INDIAN BANKING: IMPORTANT BANKING TERMS ONE SHOULD KNOW

Here are some important Terminologies and their definition, which a banker should basically know and understand:

SNO TERMINOLOGY DEFINITION
1 What is Repo Rate? Repo rate is the rate at which our banks borrow money from RBI. Whenever the banks have any shortage of funds they can borrow from RBI. A reduction in the repo rate will help banks to get money at a cheaper rate. When the repo rate increases, borrowing from RBI becomes more expensive.
2 What is Reverse Repo Rate? This is exactly the opposite of Repo rate. Reverse Repo rate is the rate at which Reserve Bank of India (RBI) borrows money from banks. RBI uses this tool when it feels there is too much money floating in the banking system.  Banks are always happy to lend money to RBI since their money is in safe hands earning good return. An increase in Reverse repo rate can cause the banks to transfer more funds to RBI due to attractive returns by way of interest.
3 What is CRR Rate? Cash reserve Ratio (CRR) is the amount of funds that banks have to keep with RBI. If RBI decides to increase the CRR percentage, the funds available with banks come down. RBI uses this tool (increase of CRR rate), to drain out excessive money from the banking system
4 What is SLR Rate? SLR (Statutory Liquidity Ratio) is the amount a commercial bank needs to maintain in the form of Cash, or Gold or Government approved securities (Bonds) before extending credit facilities to its customers.  SLR rate is determined and maintained by RBI (Reserve Bank of India) in order to control expansion of bank credit.
5 What is Bank Rate? Bank rate, also referred as the Discount Rate, is the rate of interest which a central bank levies on loans and advances extended to Commercial Banks and other financial institutions.  Changes in bank rate are often used as a tool by Central Bank to control money supply.
6 What is Inflation? Inflation is as an increase in the price of bunch of Goods and services that projects the Indian economy. An increase in inflation occurs when there is an increase in the average level of prices in Goods and services.  Inflation occurs when many people chase too few goods available in the market.  This will result in increase in the Pricess of Goods, since there is more demand and less supply of goods.
7 What is Deflation? Deflation is the continuous decrease in prices of goods and services. Deflation occurs when the inflation rate becomes negative (below zero) and stays there for a longer period.
8 What is FII? A: FII (Foreign Institutional Investor) is a term commonly used to denote an investor in the form of an institution established outside India. FII proposes to invest in Indian market like buying Indian stocks.  FII’s generally buy shares in large volumes which would have an impact on the stock markets.  Institutional Investors include Pension Funds, Mutual Funds, Insurance Companies, Banks, etc.
9 What is FDI? FDI (Foreign Direct Investment) occurs with the purchase of the “physical assets or a significant amount of ownership (stock) of a company in another country in order to gain a measure of management control” (Or) it  can be termed to be “ A foreign company’s stake in an Indian Company”.
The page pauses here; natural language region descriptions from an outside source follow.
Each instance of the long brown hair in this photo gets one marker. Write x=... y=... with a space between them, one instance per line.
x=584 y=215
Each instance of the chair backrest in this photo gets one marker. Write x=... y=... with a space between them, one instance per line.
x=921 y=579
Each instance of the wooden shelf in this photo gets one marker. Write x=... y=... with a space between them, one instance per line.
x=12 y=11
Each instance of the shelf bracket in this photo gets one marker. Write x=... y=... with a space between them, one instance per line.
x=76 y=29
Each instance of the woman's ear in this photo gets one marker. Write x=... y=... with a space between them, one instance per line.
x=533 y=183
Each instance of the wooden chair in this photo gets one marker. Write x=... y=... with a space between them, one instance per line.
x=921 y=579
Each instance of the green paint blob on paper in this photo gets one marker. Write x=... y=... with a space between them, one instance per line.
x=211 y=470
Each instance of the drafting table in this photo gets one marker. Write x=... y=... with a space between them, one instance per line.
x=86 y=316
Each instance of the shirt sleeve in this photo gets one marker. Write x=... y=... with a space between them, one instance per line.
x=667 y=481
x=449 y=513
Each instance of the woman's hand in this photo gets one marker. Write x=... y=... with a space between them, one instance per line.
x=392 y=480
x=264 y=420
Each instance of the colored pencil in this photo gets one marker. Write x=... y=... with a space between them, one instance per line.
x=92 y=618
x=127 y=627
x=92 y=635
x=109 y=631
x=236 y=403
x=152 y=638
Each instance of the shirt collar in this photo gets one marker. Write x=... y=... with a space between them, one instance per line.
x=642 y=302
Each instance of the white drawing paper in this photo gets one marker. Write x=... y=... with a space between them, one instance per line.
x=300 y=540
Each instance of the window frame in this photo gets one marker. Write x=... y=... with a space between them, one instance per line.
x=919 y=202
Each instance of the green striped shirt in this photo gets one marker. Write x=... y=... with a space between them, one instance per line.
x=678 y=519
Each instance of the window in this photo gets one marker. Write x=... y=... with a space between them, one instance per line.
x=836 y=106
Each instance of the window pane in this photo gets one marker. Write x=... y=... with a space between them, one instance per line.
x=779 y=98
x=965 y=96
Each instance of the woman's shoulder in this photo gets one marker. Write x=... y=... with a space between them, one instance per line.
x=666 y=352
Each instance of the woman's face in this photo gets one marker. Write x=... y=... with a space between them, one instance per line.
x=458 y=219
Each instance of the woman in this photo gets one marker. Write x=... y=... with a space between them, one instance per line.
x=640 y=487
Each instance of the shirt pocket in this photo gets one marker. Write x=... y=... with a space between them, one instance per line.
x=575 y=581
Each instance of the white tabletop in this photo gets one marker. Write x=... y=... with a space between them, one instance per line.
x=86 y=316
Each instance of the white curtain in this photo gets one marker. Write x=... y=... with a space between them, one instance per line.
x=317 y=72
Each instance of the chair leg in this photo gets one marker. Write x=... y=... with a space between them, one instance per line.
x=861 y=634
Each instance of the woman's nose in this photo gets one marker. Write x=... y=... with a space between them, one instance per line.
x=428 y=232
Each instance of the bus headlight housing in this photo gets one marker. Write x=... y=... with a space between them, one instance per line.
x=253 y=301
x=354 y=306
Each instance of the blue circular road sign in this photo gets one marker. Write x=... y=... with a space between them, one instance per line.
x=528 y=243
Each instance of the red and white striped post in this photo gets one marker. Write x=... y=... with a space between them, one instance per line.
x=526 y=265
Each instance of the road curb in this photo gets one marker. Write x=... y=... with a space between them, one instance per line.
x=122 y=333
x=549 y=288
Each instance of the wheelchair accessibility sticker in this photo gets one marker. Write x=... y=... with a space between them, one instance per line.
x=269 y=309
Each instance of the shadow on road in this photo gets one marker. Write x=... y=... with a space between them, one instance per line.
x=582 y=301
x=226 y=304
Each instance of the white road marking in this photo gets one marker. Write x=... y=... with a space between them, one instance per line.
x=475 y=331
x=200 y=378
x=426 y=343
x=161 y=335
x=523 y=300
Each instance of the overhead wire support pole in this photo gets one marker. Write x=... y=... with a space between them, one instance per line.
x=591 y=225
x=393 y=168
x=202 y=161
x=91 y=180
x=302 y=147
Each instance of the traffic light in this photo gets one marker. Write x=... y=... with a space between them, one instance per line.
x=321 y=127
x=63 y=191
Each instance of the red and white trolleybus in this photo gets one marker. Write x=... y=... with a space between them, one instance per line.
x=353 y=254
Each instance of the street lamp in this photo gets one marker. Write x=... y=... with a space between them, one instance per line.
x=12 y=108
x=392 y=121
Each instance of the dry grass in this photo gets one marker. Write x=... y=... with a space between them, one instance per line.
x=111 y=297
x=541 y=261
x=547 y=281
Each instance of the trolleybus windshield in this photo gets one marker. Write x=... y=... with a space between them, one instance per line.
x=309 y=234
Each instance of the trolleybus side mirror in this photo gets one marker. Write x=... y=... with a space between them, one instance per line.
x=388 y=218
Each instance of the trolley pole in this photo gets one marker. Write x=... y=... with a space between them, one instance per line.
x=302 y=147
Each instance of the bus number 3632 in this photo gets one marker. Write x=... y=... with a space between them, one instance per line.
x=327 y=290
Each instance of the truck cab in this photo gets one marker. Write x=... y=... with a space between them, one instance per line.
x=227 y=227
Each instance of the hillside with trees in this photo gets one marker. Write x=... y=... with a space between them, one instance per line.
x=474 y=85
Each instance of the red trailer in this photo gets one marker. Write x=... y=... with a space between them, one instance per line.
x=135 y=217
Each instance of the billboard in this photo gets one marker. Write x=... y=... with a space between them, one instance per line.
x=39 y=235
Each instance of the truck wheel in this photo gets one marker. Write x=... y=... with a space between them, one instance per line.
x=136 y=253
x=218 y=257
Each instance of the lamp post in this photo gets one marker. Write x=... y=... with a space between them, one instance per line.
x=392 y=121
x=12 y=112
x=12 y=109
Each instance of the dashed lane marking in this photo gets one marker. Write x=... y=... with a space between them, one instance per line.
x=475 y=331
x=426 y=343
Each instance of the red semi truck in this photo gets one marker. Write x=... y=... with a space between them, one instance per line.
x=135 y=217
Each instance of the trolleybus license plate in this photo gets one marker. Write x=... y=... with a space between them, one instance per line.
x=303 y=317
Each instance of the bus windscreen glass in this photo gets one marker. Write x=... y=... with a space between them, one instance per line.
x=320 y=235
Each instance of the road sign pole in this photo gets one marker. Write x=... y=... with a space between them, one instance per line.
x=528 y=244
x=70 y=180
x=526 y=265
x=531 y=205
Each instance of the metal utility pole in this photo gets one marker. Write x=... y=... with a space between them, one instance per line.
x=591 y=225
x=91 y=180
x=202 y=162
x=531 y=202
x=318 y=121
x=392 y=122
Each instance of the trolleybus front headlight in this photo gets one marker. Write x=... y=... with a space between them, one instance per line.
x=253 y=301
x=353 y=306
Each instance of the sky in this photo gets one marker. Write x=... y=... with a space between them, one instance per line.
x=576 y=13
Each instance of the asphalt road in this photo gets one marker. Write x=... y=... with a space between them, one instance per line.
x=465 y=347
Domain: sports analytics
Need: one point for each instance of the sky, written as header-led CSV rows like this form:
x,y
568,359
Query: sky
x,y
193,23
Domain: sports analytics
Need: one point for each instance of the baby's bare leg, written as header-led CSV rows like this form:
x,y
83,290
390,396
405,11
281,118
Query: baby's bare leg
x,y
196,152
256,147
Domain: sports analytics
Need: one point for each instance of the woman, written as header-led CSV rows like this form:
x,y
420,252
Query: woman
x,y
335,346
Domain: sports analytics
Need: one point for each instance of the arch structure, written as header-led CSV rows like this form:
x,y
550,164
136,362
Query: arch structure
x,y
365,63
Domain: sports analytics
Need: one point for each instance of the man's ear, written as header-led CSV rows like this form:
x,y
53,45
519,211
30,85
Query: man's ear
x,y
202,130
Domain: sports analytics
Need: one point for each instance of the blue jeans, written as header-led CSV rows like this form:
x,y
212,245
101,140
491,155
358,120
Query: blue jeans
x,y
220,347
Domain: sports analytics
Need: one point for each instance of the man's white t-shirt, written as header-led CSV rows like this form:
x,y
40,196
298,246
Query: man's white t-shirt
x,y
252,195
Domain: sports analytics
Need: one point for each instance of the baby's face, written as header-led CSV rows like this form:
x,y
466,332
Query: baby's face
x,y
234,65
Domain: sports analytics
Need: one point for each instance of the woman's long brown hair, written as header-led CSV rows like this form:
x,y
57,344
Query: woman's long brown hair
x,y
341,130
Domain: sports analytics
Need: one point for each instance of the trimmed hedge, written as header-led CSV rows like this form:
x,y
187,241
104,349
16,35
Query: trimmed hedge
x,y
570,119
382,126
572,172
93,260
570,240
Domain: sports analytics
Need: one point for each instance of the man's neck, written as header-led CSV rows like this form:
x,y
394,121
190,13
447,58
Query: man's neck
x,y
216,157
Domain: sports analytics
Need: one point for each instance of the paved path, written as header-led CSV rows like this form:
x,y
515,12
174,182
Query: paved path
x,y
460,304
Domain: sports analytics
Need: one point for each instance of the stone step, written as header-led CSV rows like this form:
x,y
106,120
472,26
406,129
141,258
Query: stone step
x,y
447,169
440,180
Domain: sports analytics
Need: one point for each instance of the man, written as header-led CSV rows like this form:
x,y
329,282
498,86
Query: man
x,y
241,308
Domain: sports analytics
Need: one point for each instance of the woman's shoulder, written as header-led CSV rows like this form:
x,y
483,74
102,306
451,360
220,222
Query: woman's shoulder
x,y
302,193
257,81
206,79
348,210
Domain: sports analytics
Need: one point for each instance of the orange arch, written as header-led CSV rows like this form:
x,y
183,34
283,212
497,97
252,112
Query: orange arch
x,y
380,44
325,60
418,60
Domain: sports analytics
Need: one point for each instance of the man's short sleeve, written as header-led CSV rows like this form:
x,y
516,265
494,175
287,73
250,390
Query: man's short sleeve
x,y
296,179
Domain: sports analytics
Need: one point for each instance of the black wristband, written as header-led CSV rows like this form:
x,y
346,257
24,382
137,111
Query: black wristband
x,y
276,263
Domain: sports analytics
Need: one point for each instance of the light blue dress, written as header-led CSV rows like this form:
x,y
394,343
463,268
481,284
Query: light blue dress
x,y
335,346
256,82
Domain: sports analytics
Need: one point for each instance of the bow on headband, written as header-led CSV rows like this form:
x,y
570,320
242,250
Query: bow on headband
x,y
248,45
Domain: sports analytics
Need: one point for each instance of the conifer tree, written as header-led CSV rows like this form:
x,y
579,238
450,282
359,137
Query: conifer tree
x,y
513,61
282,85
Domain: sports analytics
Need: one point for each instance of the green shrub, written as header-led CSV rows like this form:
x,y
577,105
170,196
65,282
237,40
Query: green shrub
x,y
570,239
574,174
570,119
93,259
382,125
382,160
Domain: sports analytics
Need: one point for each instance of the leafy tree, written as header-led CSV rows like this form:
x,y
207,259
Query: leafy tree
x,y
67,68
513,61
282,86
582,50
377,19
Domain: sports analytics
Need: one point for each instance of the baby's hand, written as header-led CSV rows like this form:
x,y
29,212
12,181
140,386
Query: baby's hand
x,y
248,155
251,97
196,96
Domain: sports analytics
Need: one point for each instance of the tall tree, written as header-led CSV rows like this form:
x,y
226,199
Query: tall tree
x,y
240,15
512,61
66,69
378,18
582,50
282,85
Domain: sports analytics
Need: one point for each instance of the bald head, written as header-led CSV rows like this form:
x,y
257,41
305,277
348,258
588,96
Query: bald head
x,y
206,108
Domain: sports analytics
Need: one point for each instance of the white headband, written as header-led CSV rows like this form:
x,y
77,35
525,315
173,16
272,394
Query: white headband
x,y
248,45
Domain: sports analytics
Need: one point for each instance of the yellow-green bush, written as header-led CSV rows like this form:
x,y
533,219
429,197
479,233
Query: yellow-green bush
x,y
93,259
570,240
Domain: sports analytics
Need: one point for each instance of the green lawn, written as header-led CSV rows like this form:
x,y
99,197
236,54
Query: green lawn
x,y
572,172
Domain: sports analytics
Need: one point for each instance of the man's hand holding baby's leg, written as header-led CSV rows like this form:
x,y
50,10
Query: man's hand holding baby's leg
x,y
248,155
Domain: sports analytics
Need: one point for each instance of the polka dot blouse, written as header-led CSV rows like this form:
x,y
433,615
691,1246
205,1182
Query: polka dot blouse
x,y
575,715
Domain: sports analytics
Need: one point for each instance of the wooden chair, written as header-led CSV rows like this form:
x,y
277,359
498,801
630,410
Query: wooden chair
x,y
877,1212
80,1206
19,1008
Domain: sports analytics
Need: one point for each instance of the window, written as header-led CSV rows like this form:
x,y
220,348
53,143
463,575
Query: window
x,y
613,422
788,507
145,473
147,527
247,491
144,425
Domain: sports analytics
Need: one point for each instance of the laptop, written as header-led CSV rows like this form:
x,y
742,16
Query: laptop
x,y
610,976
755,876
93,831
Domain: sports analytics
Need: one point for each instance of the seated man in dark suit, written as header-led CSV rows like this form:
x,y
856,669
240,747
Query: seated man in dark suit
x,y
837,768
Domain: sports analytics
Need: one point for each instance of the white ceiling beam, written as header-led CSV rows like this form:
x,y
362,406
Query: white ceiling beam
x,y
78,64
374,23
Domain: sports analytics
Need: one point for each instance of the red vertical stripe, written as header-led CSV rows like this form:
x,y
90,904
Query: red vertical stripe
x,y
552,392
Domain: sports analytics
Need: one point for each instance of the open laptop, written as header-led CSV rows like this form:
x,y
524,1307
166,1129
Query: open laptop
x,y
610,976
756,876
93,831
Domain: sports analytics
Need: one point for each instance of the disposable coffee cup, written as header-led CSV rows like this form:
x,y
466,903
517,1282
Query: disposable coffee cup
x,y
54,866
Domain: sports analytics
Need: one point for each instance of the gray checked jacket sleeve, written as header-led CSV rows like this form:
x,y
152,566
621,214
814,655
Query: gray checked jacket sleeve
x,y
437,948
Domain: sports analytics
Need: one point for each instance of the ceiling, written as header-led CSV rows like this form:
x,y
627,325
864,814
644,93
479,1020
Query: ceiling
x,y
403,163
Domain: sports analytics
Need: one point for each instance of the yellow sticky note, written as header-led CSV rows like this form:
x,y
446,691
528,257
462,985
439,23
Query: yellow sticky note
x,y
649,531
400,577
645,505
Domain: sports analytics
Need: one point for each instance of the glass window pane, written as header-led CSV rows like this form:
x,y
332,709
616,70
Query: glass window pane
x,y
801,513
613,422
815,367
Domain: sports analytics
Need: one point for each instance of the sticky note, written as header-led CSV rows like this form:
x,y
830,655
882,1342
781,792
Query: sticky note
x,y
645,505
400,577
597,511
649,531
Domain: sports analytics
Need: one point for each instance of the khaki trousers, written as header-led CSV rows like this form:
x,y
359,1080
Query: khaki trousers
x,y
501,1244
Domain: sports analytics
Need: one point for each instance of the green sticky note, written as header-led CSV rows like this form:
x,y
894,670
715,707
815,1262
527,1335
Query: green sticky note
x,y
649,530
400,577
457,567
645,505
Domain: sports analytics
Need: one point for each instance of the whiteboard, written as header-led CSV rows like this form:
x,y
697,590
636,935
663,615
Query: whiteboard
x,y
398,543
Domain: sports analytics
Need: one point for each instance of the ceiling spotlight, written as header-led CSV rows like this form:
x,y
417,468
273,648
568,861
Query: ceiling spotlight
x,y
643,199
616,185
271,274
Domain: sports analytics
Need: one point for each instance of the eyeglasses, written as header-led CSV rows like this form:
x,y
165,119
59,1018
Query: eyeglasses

10 What is an IPO? The term IPO stands for Initial Public Offering.  This is the first offering of shares to the general public made by a company which gets listed on the stock exchanges.
11 What is GDP? The Gross Domestic Product or GDP is a measure of all the services and goods produced in a country over a specific period say one year. GDP stood at 7.3% as at the quarter ended 31.3.2018.
12 What is Fiscal Deficit? It is the difference between the Government’s total receipts (excluding borrowings) and its Total Expenditure.  The fiscal deficit of India as on Feb 2018 stood at 3.5% of GDP.
13 What is Revenue deficit? Revenue Deficit is defined as the net amount arrived at when the revenue received (by taxes & other forms) fails to meet the predicted net amount to be received by the government
14 What is GNP? Gross National Product is measured as GDP plus income of residents from investments made abroad minus income earned by foreigners in the domestic market.
15 What is National Income? National Income is the money value of all goods and services produced in a country during a year.
  What is Per Capita Income? The national income of a country, or region, divided by its population is said to be the per capita income. Per capita income is often used to measure a country’s standard of living.